# Milling attachment adapter plate.



## kd0afk (Dec 19, 2012)

I bought a milling attachment for my SB 9" lathe. Found out when I got it that it was for a 13" lathe. It weighs 40 lbs. In order to use it I will need to make an adapter plate.

I have a couple of questions. Will this thing be too much weight for my lathe, and, will aluminum be stout enough for this purpose?
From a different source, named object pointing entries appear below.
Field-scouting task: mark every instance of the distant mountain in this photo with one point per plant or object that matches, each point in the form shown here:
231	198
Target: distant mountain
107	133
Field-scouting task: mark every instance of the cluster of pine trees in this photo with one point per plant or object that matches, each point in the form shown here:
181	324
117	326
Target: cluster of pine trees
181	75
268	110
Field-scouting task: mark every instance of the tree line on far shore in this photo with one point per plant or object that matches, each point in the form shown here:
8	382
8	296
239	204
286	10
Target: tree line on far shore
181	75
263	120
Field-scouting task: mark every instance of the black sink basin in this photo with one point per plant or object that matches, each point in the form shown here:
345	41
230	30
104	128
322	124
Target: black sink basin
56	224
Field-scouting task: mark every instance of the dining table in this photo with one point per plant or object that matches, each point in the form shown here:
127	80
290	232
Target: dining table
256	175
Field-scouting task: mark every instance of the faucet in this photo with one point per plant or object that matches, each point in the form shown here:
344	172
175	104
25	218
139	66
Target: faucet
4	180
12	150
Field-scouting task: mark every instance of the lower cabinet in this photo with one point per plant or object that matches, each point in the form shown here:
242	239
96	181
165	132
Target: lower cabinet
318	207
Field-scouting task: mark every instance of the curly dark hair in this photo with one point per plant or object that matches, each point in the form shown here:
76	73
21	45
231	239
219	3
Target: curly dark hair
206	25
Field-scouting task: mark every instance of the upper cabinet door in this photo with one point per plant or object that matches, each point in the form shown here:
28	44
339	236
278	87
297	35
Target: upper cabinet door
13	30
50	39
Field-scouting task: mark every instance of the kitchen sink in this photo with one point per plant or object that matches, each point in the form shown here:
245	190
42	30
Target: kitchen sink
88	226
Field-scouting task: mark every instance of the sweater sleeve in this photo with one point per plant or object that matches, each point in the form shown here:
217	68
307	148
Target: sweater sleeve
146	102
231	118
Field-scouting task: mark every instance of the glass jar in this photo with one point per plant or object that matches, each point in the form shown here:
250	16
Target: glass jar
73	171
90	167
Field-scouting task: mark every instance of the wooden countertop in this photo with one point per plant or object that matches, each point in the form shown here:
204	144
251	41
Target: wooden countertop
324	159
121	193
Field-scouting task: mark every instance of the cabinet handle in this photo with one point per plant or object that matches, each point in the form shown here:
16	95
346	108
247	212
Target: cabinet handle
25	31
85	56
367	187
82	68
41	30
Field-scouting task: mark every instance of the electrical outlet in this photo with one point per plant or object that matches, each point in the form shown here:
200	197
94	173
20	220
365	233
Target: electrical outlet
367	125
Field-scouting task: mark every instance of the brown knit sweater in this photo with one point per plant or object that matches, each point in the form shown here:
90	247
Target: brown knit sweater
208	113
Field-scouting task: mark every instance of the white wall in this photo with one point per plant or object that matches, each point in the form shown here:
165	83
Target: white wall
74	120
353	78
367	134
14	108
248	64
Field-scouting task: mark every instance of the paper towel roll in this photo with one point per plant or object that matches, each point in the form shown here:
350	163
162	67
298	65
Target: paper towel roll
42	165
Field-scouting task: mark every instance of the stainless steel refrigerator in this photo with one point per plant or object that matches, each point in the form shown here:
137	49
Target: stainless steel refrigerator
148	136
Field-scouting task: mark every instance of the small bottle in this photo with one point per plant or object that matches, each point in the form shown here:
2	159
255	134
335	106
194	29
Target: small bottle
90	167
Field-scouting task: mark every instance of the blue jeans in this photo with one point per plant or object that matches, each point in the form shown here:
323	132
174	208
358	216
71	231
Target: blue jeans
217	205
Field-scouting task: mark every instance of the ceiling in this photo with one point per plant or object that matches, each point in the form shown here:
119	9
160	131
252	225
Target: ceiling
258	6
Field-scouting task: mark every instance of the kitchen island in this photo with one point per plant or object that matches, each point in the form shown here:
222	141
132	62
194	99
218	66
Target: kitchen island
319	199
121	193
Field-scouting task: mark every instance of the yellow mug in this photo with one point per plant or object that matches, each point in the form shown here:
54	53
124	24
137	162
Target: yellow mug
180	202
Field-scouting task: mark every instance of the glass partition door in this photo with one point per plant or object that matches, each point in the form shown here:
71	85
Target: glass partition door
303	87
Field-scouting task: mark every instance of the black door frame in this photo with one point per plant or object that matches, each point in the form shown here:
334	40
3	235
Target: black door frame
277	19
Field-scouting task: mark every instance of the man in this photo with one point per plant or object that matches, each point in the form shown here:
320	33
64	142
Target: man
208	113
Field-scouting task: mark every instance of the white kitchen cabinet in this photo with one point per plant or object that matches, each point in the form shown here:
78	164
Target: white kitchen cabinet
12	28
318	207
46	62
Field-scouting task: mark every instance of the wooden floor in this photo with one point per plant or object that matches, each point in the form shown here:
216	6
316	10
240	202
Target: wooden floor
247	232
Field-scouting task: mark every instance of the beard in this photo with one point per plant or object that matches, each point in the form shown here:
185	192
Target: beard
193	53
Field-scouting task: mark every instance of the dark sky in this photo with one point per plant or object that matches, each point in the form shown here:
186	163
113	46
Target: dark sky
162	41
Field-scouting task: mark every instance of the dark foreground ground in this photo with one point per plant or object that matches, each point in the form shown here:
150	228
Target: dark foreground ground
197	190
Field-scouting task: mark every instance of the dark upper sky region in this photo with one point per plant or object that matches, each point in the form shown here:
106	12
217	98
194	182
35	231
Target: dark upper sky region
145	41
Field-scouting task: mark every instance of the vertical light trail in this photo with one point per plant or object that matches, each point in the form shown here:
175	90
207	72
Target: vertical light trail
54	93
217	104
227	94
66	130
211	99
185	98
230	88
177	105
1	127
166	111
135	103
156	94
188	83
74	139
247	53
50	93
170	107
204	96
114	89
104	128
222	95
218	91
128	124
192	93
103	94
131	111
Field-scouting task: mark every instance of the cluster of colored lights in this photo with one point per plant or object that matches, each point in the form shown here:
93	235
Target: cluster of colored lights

I plan on offsetting the two diameter on the plate so some of the weight is loser to the saddle.
Thanks guys


----------



## GailInNM (Dec 20, 2012)

Many years ago I mounted a milling attachment from an Atlas 12 inch lathe on my 9 inch SB.  Used it for about 5 years before I got a milling machine.  It was fairly well balanced with out having to offset any so I just kept things concentric.  It was a little lighter than yours.  

I think that it will will work for you for occasional light use.  It will probably work better than the 9 inch SB one because of the extra mass will will reduce vibration.

Gail in NM
W5MLY


----------



## kd0afk (Dec 20, 2012)

I have to make an adapter plate for it anyway and I think I can get nearly all of the mass centered over the saddle. Would aluminum be ok to use for the plate? A 5" x 6.75" would be perfect. A steel plate that size would cost me around $50 for the thing and shipping. But aluminum will cost me like $12. Sucks when you live in a town that doesn't have a metal yard. Of course there are 4 surf shops and two rite aids to serve less than 8000 people. But i digress.


----------



## kd0afk (Dec 20, 2012)

I'm almost tempted to make an aluminum foundry just so i can cast the dang thing.


----------



## GailInNM (Dec 20, 2012)

Aluninum should work fine if reasonably thick.
Gail in NM


----------



## kd0afk (Dec 20, 2012)

In order to allow it to clear when i pivot on the x axis it will need to be 1" thick. 
I think i will make an open flask, get a good charcoal fire going and just cast the thing.


----------